Girls Day 2007: Frauen arbeiten nach wie vor überwiegend in "typischen Frauenberufen"
Wie das Statistische Landesamt anlässlich des Girls Day 2007 am 26. April feststellt, waren Frauen noch nie so gut ausgebildet wie heute. So hat sich der Anteil der berufstätigen Frauen ohne Berufsausbildung seit 1982 von rund 42 Prozent auf 24 Prozent nahezu halbiert. Der Anteil der Akademikerinnen wiederum hat sich in den letzten gut 20 Jahren von 6 Prozent auf 13 Prozent mehr als verdoppelt. Vor allem jüngere erwerbstätige Frauen sind ihren männlichen Altersgenossen bei der beruflichen Ausbildung dicht auf den Fersen. Ungeachtet des stark angestiegenen Bildungsniveaus von Frauen und ihrer zunehmenden Erwerbsbeteiligung, weist der Arbeitsmarkt dennoch nach wie vor eine starke geschlechtsspezifische Unterteilung auf, deren Wurzeln bereits in der Wahl der Ausbildung zu finden sein dürften. Wie die Ergebnisse des Mikrozensus 2006 zeigen, konzentrieren sich berufstätige Männer und Frauen nach wie vor auf jeweils unterschiedliche Branchen, Berufe und Tätigkeiten.
24.04.2007 Pressemeldung Statistisches Landesamt Baden-WürttembergEin Schlaglicht auf die geschlechtsspezifische Differenzierung der Arbeitswelt wirft die Rangliste der zehn häufigsten Berufe von Männern und Frauen. Den häufigsten Frauenberuf stellten 2006 mit knapp 20 Prozent die Büroberufe dar. Die zweitgrößte Gruppe bildeten die Gesundheitsberufe (annähernd 11 Prozent). Auf Rang 3 und 4 lagen bei den häufigsten Frauenberufen das Verkaufspersonal (7 Prozent) und soziale Berufe wie zum Beispiel Altenpflegerinnen, Erzieherinnen und Sozialarbeiterinnen (knapp 7 Prozent). Mit annähernd 6 Prozent folgten die Reinigungs- und Entsorgungsberufe bei den Frauen an fünfter Stelle. Anders als bei den Männern, zeichnet sich bei den von Frauen am häufigsten ausgeübten Berufen eine starke Konzentration auf einige wenige Berufsfelder, wie Büro- und Gesundheitsberufe, ab. Mehr als zwei von drei erwerbstätigen Frauen übten einen der in der Rangliste aufgeführten Berufe aus.
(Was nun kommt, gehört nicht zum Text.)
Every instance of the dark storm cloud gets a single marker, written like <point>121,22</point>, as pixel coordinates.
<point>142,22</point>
Die 2006 von den baden-württembergischen Männern am häufigsten ausgeübten Berufe waren die der Ingenieure und Architekten. Knapp 6 Prozent aller berufstätigen Männer in Baden-Württemberg übten einen entsprechenden Beruf aus. An zweiter Stelle rangierten die Berufe in der Unternehmensleitung, und –beratung mit gut 5 Prozent, gefolgt von den Büro- und kaufmännischen Berufen sowie den Technikern mit jeweils knapp 5 Prozent. Die Berufe des Landverkehrs, also zum Beispiel Kraftfahrer, Lokführer, Taxiunternehmer etc. (rund 4 Prozent) sowie die Elektroberufe (annähernd 4 Prozent) liegen auf Platz 5 und 6. Die Rangliste der zehn häufigsten Männerberufe wird vor allem von technischen Berufen dominiert, Gesundheitsberufe oder soziale Berufe finden sich, anders als bei den Frauen, nicht darunter.
Wie die Ranglisten der zehn häufigsten Männer- und Frauenberufe in Baden-Württemberg zeigen, gehören technische Berufe nicht zu den "Top 10" der Frauenberufe. Lediglich 2 Prozent aller Baden-Württembergerinnen üben einen technischen Beruf aus (gegenüber rund 12 Prozent der Männer). Somit sind Frauen in technischen Berufen nach wie vor deutlich unterrepräsentiert. So lag in Baden-Württemberg der Frauenanteil an den Erwerbstätigen in technischen Berufen lediglich bei gut 14 Prozent. Im Vergleich dazu lag der Frauenanteil an allen Erwerbstätigen bei knapp 45 Prozent. Diese Berufsgruppe ist somit nach wie vor eine Domäne der Männer.